Speaking to a reporter, FNRP national sub-coordinator Juan Barahona outlined the process of forming a FNRP political arm, a project in the works despite an earlier National Assembly decision to stay aloof from electoral politics. The new party, called the Broad Front of Popular Resistance (FARP), is projected as "a real option for taking political power via the electoral route." The next step would be "convocation of a constituent assembly and creation of a new constitution."
The mass meeting Sept. 17 began with honor paid to recent FNRP martyrs. Delegates approved statutes for the new party and a statement of basic principals. According to the latter, the FARP "urgently demands transformation of the present social and economic system through democratic construction of a society with equality and justice" The FARP envisions "free human beings who own the products of their work." The statement calls for unity within "ideological diversity," an end to "patriarchal oppression" against women, internationalism, and "equitable division of income and property."
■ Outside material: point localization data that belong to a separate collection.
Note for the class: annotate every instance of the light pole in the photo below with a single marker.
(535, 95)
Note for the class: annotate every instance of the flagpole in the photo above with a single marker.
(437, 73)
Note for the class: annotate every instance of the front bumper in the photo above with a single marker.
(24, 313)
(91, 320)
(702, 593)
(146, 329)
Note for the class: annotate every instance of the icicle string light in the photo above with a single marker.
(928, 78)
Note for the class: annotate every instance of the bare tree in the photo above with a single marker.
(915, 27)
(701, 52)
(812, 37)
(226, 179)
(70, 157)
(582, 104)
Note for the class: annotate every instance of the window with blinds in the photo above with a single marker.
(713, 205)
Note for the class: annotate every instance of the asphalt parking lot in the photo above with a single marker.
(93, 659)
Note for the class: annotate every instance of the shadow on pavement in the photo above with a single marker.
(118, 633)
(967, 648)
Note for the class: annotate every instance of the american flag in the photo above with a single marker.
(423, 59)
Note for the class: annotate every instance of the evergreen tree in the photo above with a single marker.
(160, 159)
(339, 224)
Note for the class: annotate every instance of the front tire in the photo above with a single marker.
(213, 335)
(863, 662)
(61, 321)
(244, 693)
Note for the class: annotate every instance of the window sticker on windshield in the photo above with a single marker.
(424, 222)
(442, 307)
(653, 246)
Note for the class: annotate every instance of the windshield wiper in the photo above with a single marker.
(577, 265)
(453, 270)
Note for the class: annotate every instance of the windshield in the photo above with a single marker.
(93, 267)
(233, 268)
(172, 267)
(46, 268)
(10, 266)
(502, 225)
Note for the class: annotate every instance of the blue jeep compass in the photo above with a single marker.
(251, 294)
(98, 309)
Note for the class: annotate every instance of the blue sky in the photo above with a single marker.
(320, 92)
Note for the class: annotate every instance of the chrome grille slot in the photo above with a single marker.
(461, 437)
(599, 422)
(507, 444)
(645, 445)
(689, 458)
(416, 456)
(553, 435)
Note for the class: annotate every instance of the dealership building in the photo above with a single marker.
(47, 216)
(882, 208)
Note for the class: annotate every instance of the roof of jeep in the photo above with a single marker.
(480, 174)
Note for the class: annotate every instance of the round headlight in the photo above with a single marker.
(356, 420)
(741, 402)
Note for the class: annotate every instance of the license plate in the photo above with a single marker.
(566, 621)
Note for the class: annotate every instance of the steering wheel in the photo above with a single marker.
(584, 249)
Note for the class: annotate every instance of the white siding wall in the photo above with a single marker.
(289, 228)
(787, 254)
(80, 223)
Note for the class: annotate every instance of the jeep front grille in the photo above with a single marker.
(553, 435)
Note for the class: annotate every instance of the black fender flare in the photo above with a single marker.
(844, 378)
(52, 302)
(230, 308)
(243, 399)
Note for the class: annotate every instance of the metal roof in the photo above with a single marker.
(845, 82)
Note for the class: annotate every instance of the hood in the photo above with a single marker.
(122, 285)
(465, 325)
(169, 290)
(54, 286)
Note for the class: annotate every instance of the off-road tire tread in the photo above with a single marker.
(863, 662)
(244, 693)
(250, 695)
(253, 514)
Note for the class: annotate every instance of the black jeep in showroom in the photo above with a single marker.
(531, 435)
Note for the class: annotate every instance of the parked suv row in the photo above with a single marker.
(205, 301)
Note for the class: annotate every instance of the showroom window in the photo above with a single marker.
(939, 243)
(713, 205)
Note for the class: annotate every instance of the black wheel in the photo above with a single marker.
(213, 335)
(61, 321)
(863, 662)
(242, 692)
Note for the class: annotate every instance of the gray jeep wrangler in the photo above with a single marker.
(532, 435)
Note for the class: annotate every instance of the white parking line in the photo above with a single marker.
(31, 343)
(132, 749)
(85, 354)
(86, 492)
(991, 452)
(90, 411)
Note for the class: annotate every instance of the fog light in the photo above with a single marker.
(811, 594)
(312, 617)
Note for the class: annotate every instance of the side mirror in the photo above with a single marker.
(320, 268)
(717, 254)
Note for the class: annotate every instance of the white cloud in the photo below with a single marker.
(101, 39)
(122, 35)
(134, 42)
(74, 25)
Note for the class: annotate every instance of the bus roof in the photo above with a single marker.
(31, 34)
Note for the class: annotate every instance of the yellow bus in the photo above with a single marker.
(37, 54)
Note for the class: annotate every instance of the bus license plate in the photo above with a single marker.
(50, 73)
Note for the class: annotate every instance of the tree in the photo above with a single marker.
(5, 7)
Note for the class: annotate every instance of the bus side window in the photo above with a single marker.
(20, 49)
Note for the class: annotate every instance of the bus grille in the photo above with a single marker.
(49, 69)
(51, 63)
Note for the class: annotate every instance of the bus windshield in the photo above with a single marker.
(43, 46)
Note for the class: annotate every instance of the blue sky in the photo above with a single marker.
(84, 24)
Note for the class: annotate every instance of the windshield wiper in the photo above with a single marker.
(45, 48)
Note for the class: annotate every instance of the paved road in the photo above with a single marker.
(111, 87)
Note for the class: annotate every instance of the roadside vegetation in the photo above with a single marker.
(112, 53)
Signatures will be presented to the Supreme Electoral Tribunal on October 3 to set the new party in motion. The requirement this time is for 50,000 names, a far cry from the 1.4 million signatures the FNRP secured last year for a petition favoring a constituent assembly.
Schism has emerged. The conservative El Heraldo newspaper cites jostling between a "Popular Bloc" headed by FNRP Sub-coordinator Juan Barahona and a so-called "June 28 Group" which objects to the "Bloqueros'" supposed socialist leanings. The latter group, with Liberal Party roots, is headed by ex President Mel Zelaya's brother Carlos. Reports circulate that Bishop Luis Alfonso Santos, known for opposing the 2009 coup, is considering a presidential run under the auspices of the June 28 Group.
Labor leader and FARP organizer José Luis Baquedano admitted to the press that "some contradictions" exist. But, "They don't turn us into enemies. They will strengthen the Broad Front." "We all have a role to play," he said.